Promosi Asian Games Dinilai Masih Minim

Nur Azizah    •    Rabu, 11 Jul 2018 05:00 WIB
asian games 2018
Promosi Asian Games Dinilai Masih Minim
Warga melintas tembok yang dicat mural bertemakan promosi gelaran ASIAN GAMES 2018 di kawasan Matraman, Jakarta, Selasa (10/7). MI/PIUS ERLANGGA.

Jakarta: Ketua DPRD DKI Jakarta, Prasetyo Edi Marsudi menilai promosi Asian Games 2018 masih minim. Berbeda dengan Palembang yang juga menjadi tuan rumah Asian Games 2018.

"Saya sering kunjungan kerja ke Palembang, saat turun dari Pesawat sudah terasa akan ada Asian Games. Tapi di Jakarta, kok belum ada promosi begitu," kata Prasetyo di gedung DPRD DKI Jakarta, Jalan Kebon Sirih, Jakarta Pusat, Selasa 10 Juli 2018.

Prasetyo menyayangkan Pemprov DKI tak memasang iklan secara massal di billboard. Menurutnya, hanya beberapa saja yang terpasang. "Belum seberapa dengan jumlah billboard di Jakarta," ungkap Praseyo.

Selain memanfaatkan billboard sebagai sarana promosi, Pemprov dinilai perlu membagikan kaus atau topi untuk pelajar. Apalagi, pelajar-pelajar banyak yang terlibat dalam peserta untuk menyemarakkan Asian Games 2018.

"Libatkan pelajar-pelajar di Dinas Pendidikan DKI Jakarta, kita mintalah kaos atau topi untuk menyemarakkan pesta besar ini," ungkap Prasetyo.

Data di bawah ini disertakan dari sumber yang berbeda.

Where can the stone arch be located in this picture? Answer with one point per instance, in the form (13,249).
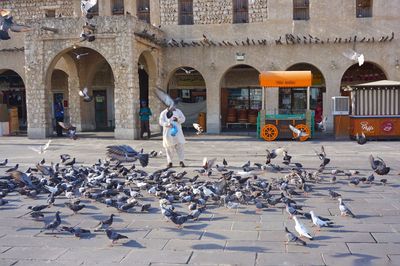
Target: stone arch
(240,96)
(189,84)
(13,94)
(82,72)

Politikus PDI Perjuangan ini juga meminta agar pelajar diberikan kursi untuk menonton pertandingan. Stadion Gelora Bung Karno memiliki 100 ribu kursi, sementara Dinas Olahraga dan Pemuda hanya bisa mengirim 250 orang per wilayah.

"Jadi, penontonnya hanya 750 orang, sementara kapasitas di sana hingga 100 ribu kursi. Tambahkan lagi, semua sekolah yang libur kasih masuk ke Senayan. Itu pesta besar," pungkas Prasetyo.